The average degree reduction parameter $\tau$ can take almost any value between $0$ and $1$. For functions that are equally difficult throughout the whole interval, $\tau$ is close to $1/2$. For functions that are difficult, local $\tau$ is often small.
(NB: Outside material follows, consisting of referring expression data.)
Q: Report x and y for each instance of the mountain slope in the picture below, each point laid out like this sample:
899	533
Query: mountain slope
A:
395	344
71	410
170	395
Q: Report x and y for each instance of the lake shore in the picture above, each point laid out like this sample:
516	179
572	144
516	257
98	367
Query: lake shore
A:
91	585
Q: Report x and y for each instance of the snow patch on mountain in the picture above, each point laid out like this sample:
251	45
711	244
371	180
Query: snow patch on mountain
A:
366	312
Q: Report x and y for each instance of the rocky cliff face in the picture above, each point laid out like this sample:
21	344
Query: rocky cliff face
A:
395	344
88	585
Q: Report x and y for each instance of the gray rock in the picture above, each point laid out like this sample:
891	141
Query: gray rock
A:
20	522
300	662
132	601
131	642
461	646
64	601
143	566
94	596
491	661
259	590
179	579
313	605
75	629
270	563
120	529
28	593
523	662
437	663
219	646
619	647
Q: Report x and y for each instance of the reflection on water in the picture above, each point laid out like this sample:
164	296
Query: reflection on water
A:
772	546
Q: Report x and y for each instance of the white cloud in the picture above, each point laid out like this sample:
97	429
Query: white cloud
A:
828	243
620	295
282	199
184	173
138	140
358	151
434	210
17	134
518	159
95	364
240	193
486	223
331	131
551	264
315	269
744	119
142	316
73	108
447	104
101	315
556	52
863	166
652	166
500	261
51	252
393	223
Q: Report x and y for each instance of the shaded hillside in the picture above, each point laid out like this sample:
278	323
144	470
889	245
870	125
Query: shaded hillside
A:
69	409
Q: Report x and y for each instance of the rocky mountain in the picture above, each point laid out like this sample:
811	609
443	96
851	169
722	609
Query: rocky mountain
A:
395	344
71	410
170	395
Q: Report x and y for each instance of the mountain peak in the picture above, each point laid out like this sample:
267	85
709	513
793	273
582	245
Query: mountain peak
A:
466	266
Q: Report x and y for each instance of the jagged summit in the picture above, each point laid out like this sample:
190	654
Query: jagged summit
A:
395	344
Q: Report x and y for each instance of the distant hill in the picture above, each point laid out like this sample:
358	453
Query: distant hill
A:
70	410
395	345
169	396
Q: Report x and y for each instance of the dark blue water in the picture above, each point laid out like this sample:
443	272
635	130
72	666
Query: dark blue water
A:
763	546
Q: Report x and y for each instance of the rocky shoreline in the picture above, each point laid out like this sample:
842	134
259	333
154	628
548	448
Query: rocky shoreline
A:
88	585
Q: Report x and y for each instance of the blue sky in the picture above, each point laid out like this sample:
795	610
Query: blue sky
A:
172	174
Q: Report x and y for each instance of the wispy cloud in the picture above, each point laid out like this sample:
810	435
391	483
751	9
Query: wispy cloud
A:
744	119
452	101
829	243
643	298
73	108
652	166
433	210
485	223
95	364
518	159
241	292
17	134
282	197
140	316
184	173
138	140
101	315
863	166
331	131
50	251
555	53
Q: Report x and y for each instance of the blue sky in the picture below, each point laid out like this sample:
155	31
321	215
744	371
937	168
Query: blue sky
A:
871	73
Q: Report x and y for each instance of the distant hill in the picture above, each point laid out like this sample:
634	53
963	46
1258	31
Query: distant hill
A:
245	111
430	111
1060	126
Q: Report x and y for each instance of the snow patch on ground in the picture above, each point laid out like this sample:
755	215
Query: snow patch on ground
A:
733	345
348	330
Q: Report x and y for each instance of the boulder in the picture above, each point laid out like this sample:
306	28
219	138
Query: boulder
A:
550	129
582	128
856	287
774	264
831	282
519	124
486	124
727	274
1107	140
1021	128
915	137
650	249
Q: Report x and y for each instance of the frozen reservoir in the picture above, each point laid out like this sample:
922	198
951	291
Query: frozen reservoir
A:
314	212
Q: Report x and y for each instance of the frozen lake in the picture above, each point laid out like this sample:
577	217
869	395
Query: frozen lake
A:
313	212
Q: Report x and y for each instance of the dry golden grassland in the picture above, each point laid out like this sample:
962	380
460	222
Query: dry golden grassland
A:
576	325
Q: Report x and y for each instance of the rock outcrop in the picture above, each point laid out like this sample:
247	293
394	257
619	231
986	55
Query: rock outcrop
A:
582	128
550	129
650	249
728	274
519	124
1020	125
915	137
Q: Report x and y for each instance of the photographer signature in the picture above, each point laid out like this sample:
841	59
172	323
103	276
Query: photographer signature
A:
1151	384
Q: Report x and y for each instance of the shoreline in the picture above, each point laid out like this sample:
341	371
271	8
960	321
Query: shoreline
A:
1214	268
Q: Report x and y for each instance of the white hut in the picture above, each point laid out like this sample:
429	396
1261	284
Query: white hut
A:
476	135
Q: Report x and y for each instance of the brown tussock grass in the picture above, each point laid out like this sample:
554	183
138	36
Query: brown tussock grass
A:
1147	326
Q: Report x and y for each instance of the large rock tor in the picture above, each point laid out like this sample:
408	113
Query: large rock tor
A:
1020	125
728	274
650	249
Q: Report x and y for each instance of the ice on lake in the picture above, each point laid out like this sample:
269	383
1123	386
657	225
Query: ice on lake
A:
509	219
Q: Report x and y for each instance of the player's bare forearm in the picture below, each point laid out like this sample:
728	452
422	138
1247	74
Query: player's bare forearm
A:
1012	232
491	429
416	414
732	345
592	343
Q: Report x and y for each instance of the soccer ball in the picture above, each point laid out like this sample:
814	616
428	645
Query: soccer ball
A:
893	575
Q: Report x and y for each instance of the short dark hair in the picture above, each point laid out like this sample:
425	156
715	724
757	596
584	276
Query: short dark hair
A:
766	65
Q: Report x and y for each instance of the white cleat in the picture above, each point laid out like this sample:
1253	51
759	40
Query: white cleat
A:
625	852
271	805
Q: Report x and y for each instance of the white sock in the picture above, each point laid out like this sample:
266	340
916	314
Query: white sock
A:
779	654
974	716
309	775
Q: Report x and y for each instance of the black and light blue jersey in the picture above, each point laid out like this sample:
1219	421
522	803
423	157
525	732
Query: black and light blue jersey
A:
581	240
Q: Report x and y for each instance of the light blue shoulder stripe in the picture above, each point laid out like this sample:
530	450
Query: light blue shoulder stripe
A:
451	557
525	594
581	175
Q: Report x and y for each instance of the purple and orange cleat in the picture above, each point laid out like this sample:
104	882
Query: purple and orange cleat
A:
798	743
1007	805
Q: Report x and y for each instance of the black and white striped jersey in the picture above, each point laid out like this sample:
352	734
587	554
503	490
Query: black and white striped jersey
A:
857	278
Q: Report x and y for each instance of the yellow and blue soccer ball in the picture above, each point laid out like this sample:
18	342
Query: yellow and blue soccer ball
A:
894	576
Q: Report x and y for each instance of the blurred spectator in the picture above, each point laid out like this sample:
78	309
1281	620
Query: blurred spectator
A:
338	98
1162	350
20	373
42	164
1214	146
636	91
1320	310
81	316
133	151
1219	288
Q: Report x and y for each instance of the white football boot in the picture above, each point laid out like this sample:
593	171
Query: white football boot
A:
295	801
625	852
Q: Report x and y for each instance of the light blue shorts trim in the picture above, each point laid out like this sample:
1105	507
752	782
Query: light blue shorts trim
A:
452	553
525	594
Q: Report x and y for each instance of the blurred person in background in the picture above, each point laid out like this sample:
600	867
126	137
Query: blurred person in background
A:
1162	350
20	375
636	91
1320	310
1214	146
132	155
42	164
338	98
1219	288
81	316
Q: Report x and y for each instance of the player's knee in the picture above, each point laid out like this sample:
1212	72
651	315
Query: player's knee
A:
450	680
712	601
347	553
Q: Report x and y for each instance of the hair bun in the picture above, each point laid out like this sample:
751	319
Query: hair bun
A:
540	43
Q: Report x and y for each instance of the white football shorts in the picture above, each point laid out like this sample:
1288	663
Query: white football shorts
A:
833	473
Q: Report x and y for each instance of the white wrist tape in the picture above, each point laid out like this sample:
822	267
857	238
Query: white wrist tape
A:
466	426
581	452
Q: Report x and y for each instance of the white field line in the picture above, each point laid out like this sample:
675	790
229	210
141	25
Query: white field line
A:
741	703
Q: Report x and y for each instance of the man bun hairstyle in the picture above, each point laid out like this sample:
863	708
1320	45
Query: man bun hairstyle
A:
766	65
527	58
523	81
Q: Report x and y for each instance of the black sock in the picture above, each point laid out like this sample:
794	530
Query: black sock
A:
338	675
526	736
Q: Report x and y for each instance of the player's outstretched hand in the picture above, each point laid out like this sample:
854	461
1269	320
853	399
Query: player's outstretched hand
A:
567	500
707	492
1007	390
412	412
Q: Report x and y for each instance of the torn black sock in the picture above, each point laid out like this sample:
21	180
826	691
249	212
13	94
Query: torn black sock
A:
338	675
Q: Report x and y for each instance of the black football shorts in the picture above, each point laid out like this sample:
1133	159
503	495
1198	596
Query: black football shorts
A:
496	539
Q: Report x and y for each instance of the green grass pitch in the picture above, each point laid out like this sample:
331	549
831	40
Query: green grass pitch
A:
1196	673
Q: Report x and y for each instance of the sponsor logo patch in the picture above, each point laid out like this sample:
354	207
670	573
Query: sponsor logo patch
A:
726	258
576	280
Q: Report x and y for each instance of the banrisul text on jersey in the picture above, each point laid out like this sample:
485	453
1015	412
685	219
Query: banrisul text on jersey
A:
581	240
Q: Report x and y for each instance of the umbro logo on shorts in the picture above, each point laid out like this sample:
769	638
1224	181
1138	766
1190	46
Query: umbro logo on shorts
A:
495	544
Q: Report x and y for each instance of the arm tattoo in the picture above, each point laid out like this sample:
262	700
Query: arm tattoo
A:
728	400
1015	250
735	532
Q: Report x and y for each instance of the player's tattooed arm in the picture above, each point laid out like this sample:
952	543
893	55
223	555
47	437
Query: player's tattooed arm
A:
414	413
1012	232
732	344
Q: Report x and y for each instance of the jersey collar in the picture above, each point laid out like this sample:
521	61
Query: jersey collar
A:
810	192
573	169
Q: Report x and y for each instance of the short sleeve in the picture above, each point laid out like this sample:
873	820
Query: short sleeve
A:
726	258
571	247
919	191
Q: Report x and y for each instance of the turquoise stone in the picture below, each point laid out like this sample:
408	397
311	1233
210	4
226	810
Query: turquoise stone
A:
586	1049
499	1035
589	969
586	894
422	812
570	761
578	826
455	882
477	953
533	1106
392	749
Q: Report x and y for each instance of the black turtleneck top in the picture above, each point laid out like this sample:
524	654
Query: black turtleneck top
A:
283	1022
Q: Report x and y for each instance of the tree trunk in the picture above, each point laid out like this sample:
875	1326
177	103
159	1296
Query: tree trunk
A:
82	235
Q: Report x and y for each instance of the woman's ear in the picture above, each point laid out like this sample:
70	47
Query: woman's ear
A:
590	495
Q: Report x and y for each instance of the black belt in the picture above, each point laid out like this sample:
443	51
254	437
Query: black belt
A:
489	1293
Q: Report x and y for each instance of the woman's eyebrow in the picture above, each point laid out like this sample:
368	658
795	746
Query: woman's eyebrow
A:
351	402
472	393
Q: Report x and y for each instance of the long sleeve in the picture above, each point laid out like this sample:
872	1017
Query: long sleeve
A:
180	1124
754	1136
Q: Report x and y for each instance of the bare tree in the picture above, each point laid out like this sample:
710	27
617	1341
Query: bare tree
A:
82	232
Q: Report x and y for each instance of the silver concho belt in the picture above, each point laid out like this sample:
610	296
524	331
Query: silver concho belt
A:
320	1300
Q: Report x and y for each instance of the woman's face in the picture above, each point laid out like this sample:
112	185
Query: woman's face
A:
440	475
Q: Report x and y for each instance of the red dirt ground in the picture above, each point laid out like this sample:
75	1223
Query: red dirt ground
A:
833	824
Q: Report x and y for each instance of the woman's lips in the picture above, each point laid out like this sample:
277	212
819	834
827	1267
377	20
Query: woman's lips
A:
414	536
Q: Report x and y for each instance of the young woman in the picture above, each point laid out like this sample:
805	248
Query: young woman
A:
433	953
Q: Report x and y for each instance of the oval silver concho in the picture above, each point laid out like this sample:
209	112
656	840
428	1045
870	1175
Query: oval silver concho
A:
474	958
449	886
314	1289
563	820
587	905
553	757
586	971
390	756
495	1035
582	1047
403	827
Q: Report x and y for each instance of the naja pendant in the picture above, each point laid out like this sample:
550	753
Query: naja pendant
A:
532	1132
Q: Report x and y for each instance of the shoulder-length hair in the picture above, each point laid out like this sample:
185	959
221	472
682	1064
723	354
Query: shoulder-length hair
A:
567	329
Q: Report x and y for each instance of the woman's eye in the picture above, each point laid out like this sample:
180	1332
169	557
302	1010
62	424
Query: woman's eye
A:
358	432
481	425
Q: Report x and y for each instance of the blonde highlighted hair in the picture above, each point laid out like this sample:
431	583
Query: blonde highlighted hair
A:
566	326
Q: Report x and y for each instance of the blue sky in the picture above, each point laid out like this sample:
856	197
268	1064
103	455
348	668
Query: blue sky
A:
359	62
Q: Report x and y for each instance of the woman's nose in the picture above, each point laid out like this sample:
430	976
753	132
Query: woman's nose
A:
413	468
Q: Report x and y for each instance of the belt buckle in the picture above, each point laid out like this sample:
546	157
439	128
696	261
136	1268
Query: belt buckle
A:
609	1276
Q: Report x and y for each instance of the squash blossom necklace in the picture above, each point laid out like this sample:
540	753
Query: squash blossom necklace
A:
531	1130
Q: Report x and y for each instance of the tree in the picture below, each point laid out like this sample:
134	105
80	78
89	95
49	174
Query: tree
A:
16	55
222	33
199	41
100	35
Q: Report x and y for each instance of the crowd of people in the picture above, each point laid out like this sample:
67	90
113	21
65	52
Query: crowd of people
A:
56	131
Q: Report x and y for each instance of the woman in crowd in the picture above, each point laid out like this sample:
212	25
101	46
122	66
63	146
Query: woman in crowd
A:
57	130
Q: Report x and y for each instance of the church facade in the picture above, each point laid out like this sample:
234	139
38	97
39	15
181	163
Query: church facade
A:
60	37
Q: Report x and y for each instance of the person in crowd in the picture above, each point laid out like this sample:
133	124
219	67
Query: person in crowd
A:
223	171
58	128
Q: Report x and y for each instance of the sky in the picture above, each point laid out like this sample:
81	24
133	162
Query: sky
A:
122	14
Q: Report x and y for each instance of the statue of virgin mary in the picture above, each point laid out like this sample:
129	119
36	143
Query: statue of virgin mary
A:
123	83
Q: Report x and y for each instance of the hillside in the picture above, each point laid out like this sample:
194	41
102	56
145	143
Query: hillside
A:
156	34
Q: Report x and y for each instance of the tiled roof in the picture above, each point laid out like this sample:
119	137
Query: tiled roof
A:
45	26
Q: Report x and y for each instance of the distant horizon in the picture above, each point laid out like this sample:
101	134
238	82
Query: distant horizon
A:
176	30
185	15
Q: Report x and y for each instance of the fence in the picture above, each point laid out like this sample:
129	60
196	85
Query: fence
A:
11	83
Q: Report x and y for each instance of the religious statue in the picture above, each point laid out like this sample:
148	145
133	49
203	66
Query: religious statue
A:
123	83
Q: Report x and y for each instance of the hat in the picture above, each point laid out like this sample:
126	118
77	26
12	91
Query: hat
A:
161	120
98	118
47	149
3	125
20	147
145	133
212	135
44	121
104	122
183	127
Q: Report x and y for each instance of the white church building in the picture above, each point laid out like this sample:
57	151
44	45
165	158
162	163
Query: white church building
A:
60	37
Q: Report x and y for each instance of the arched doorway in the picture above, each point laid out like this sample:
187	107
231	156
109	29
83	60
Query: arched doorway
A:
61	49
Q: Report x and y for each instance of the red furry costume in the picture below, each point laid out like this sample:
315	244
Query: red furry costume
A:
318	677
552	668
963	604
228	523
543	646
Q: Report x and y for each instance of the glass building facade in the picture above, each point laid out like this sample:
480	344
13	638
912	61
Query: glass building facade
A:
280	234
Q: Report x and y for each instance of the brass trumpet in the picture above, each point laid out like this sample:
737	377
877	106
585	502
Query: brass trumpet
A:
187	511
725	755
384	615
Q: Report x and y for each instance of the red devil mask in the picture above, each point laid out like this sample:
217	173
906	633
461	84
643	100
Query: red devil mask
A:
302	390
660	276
Therefore, one would expect that Chebfun's rootfinding algorithm would be more efficient at finding the roots of functions that have a small $\tau$. However, this is not the case, as the following two examples (of roughly the same size) show:

M = 2000;
f = chebfun(@(x) sin(M*x));   % example with tau approximately 1/2.
tic, roots(f); toc
Elapsed time is 0.807681 seconds.

c = -1.0001;
f = chebfun(@(x) 1./(x+c));   % example with tau approximately 0.375
tic, roots(f); toc
Elapsed time is 1.445259 seconds.


The reason is that the overhead of each subdivision (as implemented) is high, and many more levels of subdivision are required for $1/(x+c)$.

Here are the functions used above to compute $\tau$ and plot the subdivision diagrams.

function compute_tau(f, N)
% COMPUTE_TAU estimate the average degree reduction parameter
d = [-1 1]; len = length(chebfun(f,d));
newends = d(1) + (0:N)./N*(d(2)-d(1));
newlen = length(chebfun(f, newends))/N;
tau = (newlen/len).^(1/log2(N));
fprintf('tau = %1.5f',tau)
end
function subdivisionDiagram(f, levels)
% SUBDIVISIONDIAGRAM draw a diagram to show subdivision and polynomial
% degrees.
g = chebfun(f);
LW = 'linewidth'; lw = 2;
for lvl = 0:levels
plot([-1 1],[lvl lvl],'k',LW,lw), hold on,
xx = linspace(-1,1,2^lvl+1);
newg = chebfun(f, xx); j = 1;
for x = xx(1:end-1)
plot([x x],[-.1 .1]+lvl,'k',LW,lw)
funs = newg.funs;
text(x+2.^(-lvl)-.09,lvl+.1,sprintf('N = %u',length(funs{j})-1));
j = j + 1;
end
plot([xx(end) xx(end)],[-.1 .1]+lvl,'k',LW,lw)
end
set(gca,'ytick',[])
set(gca,'yticklabel',[])
hold off
end
end

### References

1. Z. Battels and L. N. Trefethen, An extension of MATLAB to continuous functions and operators, SIAM Journal on Scientific Computing, 25 (2004), pp.1743-1770.

2. J. P. Boyd, Computing zeros on a real interval through Chebyshev expansion and polynomial rootfinding, SIAM Journal on Numerical Analysis, 40 (2002), pp. 1666-1682.

3. J. P. Boyd, Finding the zeros of a univariate equation: Proxy rootfinders, Chebyshev interpolation, and the companion matrix, SIAM Review, 55 (2013), pp. 375-396.

4. D. Elliott, The evaluation and estimation of the coefficients in the Chebyshev series expansion of a function, Mathematics of Computation, 18 (1964), pp. 274-284.

5. M. Richardson, Exact Chebyshev expansion coefficients of a function, Chebfun Example, June 2012.